The chatbot so used to write essays, computer code and fairy tales does more than just write. ChatGPT, the tool with artificial intelligence, can also analyze images, describe their content, answer questions about them and even recognize faces in them.
We can imagine that one day we will be able to upload the photo of a broken down car engine or a mysterious rash and get a solution from ChatGPT.
But OpenAI, creator of ChatGPT, does not want it to become a facial recognition tool.
Jonathan Mosen, CEO of an employment agency in Wellington, New Zealand, is among a select group with access to an advanced version of ChatGPT that can analyze images. Recently, Mosen, who is blind, used visual analytics to determine which dispensers in a hotel room’s bathroom held shampoo, conditioner and body wash. ChatGPT did much better than the image analysis software it had previously used.

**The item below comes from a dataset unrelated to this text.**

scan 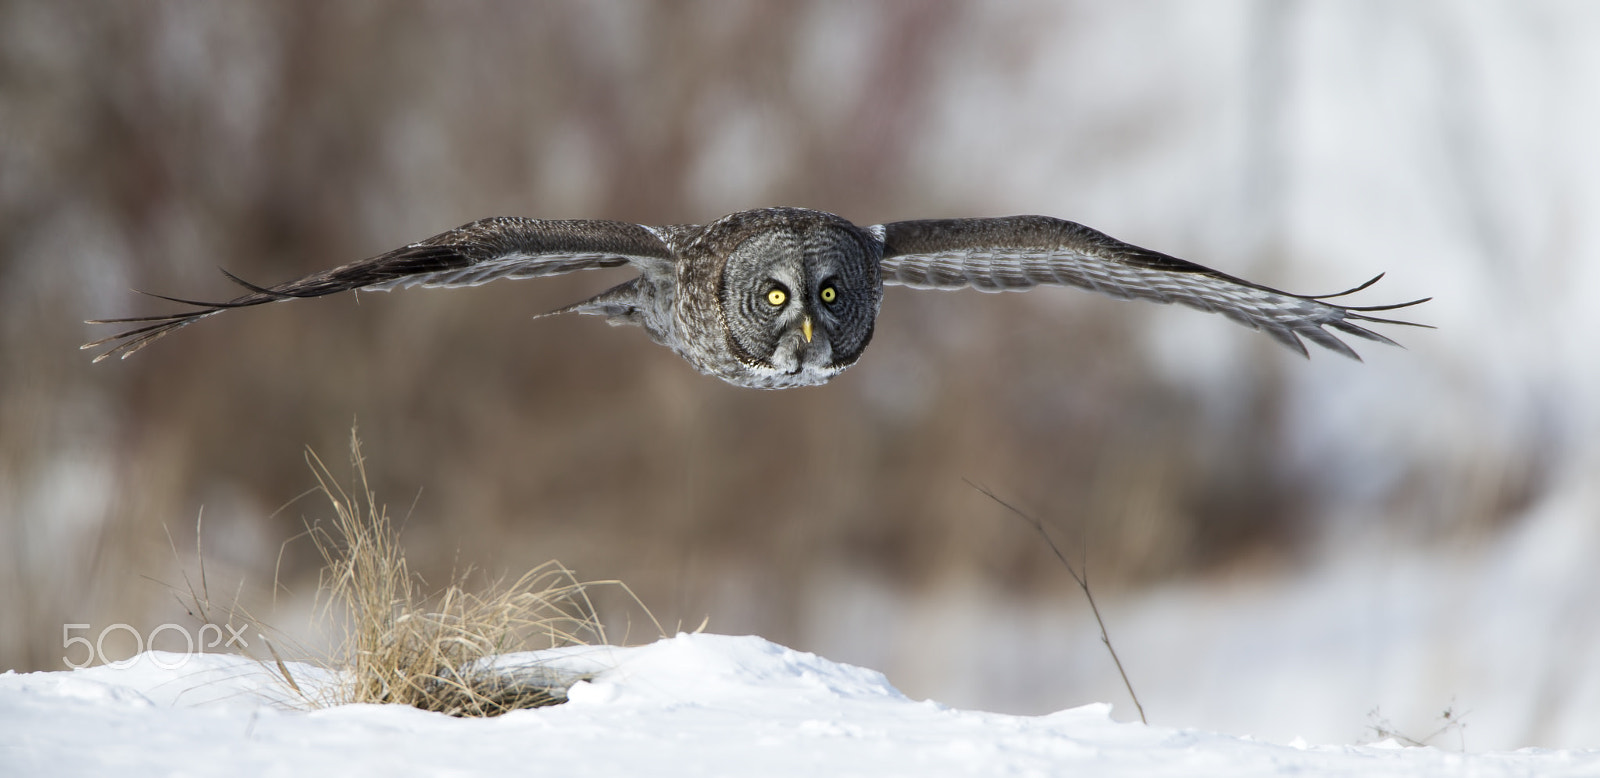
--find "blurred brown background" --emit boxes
[3,0,1594,748]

“He gave me the capacity in milliliters of each bottle. He described the ceramic in the shower to me, says Mr. Mosen, 54. Everything was described as a blind man must hear. With just one photo, I had exactly what I needed. »
For the first time, Mosen can “interrogate images,” he says. For example, the text accompanying an image found on social media described her as a “happy-looking blonde”. When he asked ChatGPT to analyze the image, the bot described “a woman in a dark blue shirt taking a selfie in a full-length mirror.” He could ask other questions: what kind of shoes was she wearing? What else did you see in the mirror?
Mr. Mosen has touted the capabilities of this technology and demonstrated it in a podcast he hosts on the subject of “blind living.”
In March, when OpenAI announced GPT-4 – the new AI-enabled software – it described it as “multimodal”: it can respond to textual and visual prompts. Most users have only been able to converse with ChatGPT with words, but Mosen gained early access to visual analytics through Be My Eyes, a small firm that matches blind users with sighted volunteers and provides customer service for businesses. Be My Eyes worked with OpenAI this year to test the robot’s “sight” before the mainstream launch of this feature.
The app recently stopped giving Mr. Mosen information about faces: they were masked for privacy reasons. He is disappointed, believing he should have the same access to information as a sighted person.
Why this change? OpenAI is concerned that it has created a tool with power that it does not want to release as is in a consumer feature.
OpenAI’s technology can identify public figures — people who have a Wikipedia page, for example — says Sandhini Agarwal, a researcher at OpenAI. But it’s not as comprehensive as the tools designed to find faces on the internet, such as Clearview AI and PimEyes. The tool recognizes OpenAI CEO Sam Altman in photos, but not employees.
Such a feature would exceed what is generally considered acceptable practice by US tech companies. It could also pose legal problems in some places like Illinois and Europe, where companies are required to obtain consent from individuals to use their biometric information, including their facial imprint.
Also, OpenAI does not want ChatGPT to comment on the gender or emotional state of the people photographed. OpenAI is working on a way to address these and other security concerns before offering the image analysis feature to the general public, Agarwal says.
Microsoft, which has invested 10 billion in OpenAI, also has access to the visual analysis tool. A small number of users of Microsoft’s AI-powered Bing robot have access to it. When they upload images, a message informs them that faces are blurred in Bing to protect privacy.
Sayash Kapoor, a PhD student in computer science at Princeton University, used Bing to decode a CAPTCHA, a visual security check meant to be understandable only by a human. The bot cracked the code and recognized the letters hidden in the calligraphic jumble in the background, but Bing noted that “CAPTCHAs are made to prevent bots like me from accessing certain websites or services.”
“AI is shattering all the devices that are supposed to separate humans from machines,” said Ethan Mollick, an innovation and entrepreneurship researcher at the Wharton School at the University of Pennsylvania.